By utilizing existing infrastructure and a staff of at least 50 percent midlevel providers, Cochennet claims patients will have access to more timely primary medical care, while operating expenses are spread over broader patient services.
Midlevel providers are licensed clinical professionals who examine patients, diagnose injuries or illness, and prescribe treatment under the direct supervision of a physician. They include physician assistants, nurse practitioners and certified registered nurse anesthetists.
Too, a RHC receives two to three times the federal reimbursement afforded a private primary care facility, thus expanding Medicare and Medicaid services, while reducing costs and subsequent patient charges.
An early detection function will serve as the clinic’s second layer. According to Cochennet, “Beginning July 1, 2009, we will be providing to the community the Colorado Center for Prevention of Disease’s early cardiac detection screening service.”
Cochennet suggests the service will utilize only modest space — perhaps just one office — but its presence will be significant, and an important step forward in establishing a campus image with extended community services. He added that additional early detection capabilities aimed at other diseases would be forthcoming, as funding opportunities arise.

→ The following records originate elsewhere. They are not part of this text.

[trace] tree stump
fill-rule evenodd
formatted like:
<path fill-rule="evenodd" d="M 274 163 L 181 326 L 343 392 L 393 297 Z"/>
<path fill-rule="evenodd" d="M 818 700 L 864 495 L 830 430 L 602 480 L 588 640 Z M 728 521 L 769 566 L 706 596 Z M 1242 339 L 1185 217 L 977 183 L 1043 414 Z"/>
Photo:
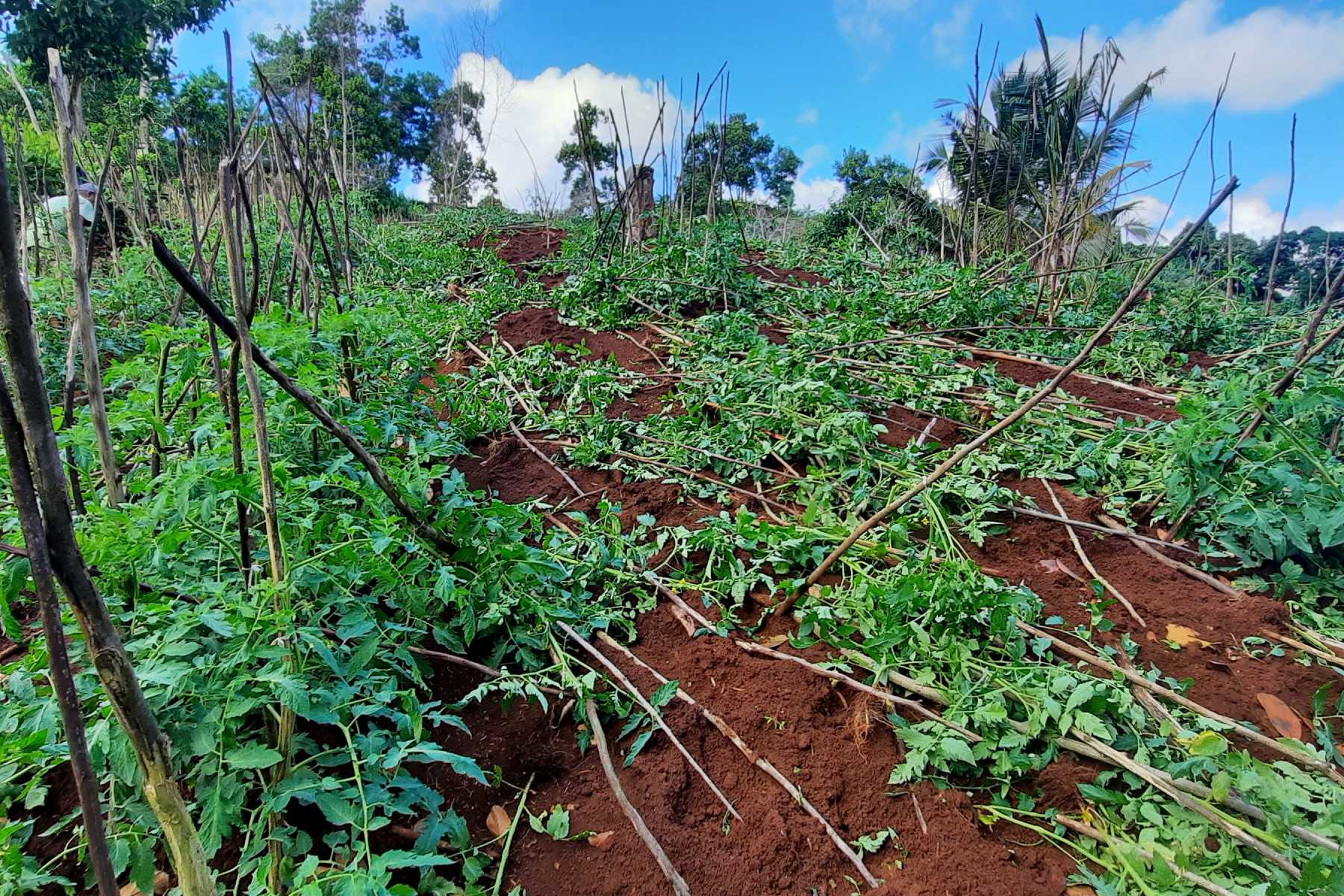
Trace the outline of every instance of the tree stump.
<path fill-rule="evenodd" d="M 638 246 L 653 235 L 653 167 L 632 165 L 625 172 L 621 199 L 625 244 Z"/>

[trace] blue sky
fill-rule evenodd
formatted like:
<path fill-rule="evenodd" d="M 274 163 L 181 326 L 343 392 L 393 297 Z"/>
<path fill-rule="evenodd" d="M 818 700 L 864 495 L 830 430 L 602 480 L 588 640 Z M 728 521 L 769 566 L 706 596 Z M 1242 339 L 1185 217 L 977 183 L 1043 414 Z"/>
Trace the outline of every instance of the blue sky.
<path fill-rule="evenodd" d="M 386 8 L 388 0 L 367 0 Z M 1271 5 L 1253 1 L 1087 4 L 1042 0 L 812 0 L 770 4 L 607 0 L 403 0 L 423 59 L 411 63 L 484 87 L 489 161 L 501 197 L 520 206 L 538 184 L 558 191 L 555 150 L 573 116 L 574 90 L 625 109 L 648 134 L 665 79 L 668 107 L 679 90 L 689 105 L 695 77 L 731 71 L 730 107 L 762 124 L 805 160 L 800 201 L 824 206 L 837 192 L 832 165 L 845 146 L 911 161 L 937 140 L 943 97 L 965 97 L 977 31 L 982 66 L 1036 48 L 1040 13 L 1056 48 L 1094 48 L 1114 38 L 1129 83 L 1159 67 L 1168 74 L 1145 110 L 1132 159 L 1153 163 L 1132 181 L 1141 215 L 1163 216 L 1175 181 L 1208 117 L 1235 52 L 1215 136 L 1216 177 L 1227 173 L 1227 142 L 1243 188 L 1235 228 L 1273 235 L 1288 191 L 1288 137 L 1297 126 L 1297 185 L 1289 227 L 1344 230 L 1344 3 Z M 239 0 L 206 35 L 177 40 L 177 64 L 222 66 L 222 31 L 253 31 L 306 20 L 302 0 Z M 675 113 L 673 113 L 675 114 Z M 624 130 L 624 128 L 622 128 Z M 922 148 L 922 149 L 921 149 Z M 1208 142 L 1199 148 L 1168 227 L 1202 211 L 1210 195 Z M 409 189 L 414 192 L 415 185 Z M 419 188 L 422 189 L 422 187 Z M 1215 220 L 1226 220 L 1220 215 Z"/>

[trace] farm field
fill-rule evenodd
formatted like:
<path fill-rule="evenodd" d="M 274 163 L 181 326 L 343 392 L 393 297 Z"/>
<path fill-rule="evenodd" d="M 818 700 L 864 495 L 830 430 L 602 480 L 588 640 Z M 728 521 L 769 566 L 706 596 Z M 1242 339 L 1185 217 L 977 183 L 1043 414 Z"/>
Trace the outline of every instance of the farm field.
<path fill-rule="evenodd" d="M 1004 325 L 1035 301 L 1019 270 L 749 250 L 731 224 L 610 259 L 582 222 L 363 226 L 380 251 L 362 258 L 360 293 L 378 301 L 316 340 L 274 306 L 255 340 L 327 395 L 340 369 L 324 359 L 358 340 L 362 395 L 341 416 L 449 552 L 277 392 L 290 603 L 227 587 L 223 523 L 259 496 L 219 477 L 220 411 L 192 392 L 203 325 L 113 337 L 110 415 L 145 496 L 90 514 L 81 541 L 226 880 L 263 856 L 270 806 L 285 809 L 277 836 L 310 850 L 297 880 L 323 887 L 423 866 L 487 889 L 656 891 L 586 705 L 692 892 L 723 892 L 724 875 L 755 892 L 864 891 L 868 875 L 894 893 L 1062 893 L 1133 875 L 1137 850 L 1171 862 L 1142 872 L 1165 892 L 1189 889 L 1175 869 L 1232 892 L 1289 887 L 1228 830 L 1329 873 L 1331 852 L 1293 826 L 1327 841 L 1340 826 L 1337 461 L 1302 435 L 1328 422 L 1337 369 L 1309 365 L 1274 423 L 1231 445 L 1302 317 L 1266 326 L 1160 277 L 1082 376 L 774 614 L 855 523 L 1052 376 L 1129 277 L 1054 328 Z M 156 407 L 180 410 L 160 429 Z M 152 431 L 179 454 L 155 481 Z M 1279 488 L 1313 457 L 1320 505 Z M 1191 505 L 1163 544 L 1163 520 Z M 1089 528 L 1074 541 L 1059 517 Z M 1258 571 L 1288 552 L 1294 580 Z M 293 647 L 261 634 L 276 630 Z M 12 744 L 46 724 L 40 652 L 22 647 L 4 645 Z M 247 709 L 276 704 L 297 716 L 278 790 Z M 116 774 L 108 719 L 90 740 Z M 69 772 L 36 743 L 12 762 L 36 772 L 16 813 L 26 852 L 70 875 Z"/>
<path fill-rule="evenodd" d="M 0 896 L 1344 893 L 1344 17 L 442 5 L 0 0 Z"/>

Cochennet’s plan describes a third clinic layer as the development of specific service lines that will provide specialists and specific programs to the community. It mentions, for instance, development of sports medicine and women’s health capabilities.
Apparently, Dr. Tim Mazzola, a local physician based at Pagosa Springs Family Medicine, has a particular interest and specialized background in sports medicine, and would likely work in concert with orthopedic physicians and surgeons from Durango. Orthopedic doctors use both surgical and non-surgical means to treat musculoskeletal trauma, sports injuries, degenerative diseases, infections, tumors and congenital conditions.
Further in his plan, Cochennet indicates he, the hospital staff and others in the Upper San Juan Health Service District are now looking into possible development of a women’s service line in cooperation with Four Corners OB/GYN & Aesthetics.
“Through that relationship,” he says, “we’ll be able to provide more women’s services in Pagosa and coordinate the upstream specialist care. We don’t anticipate developing a birthing center capability at PMH, but can provide services that surround and support women’s care. The potential to perform gynecological procedures can also be developed that would utilize our surgical capability.”
Cochennet concluded his plan by suggesting, “When we have the clinic fully operational with the three layers of operation indicated above, we will be fully utilizing the space and will be sharing hospital and clinic resources to keep the costs low … . The ability to have the added capacity in the community, an increased depth of service capabilities and to provide early detection will position PMH in the eyes of the community as the place for medical care and related services.”
In respect to startup money in the form of a $500,000 Department of Local Affairs (DOLA) matching grant the district will apply for in July, Cochennet said, “We’ll find out in September or October, then we’ll know if we’re funded. After that, it’ll take about six months to get it (the clinic) open.”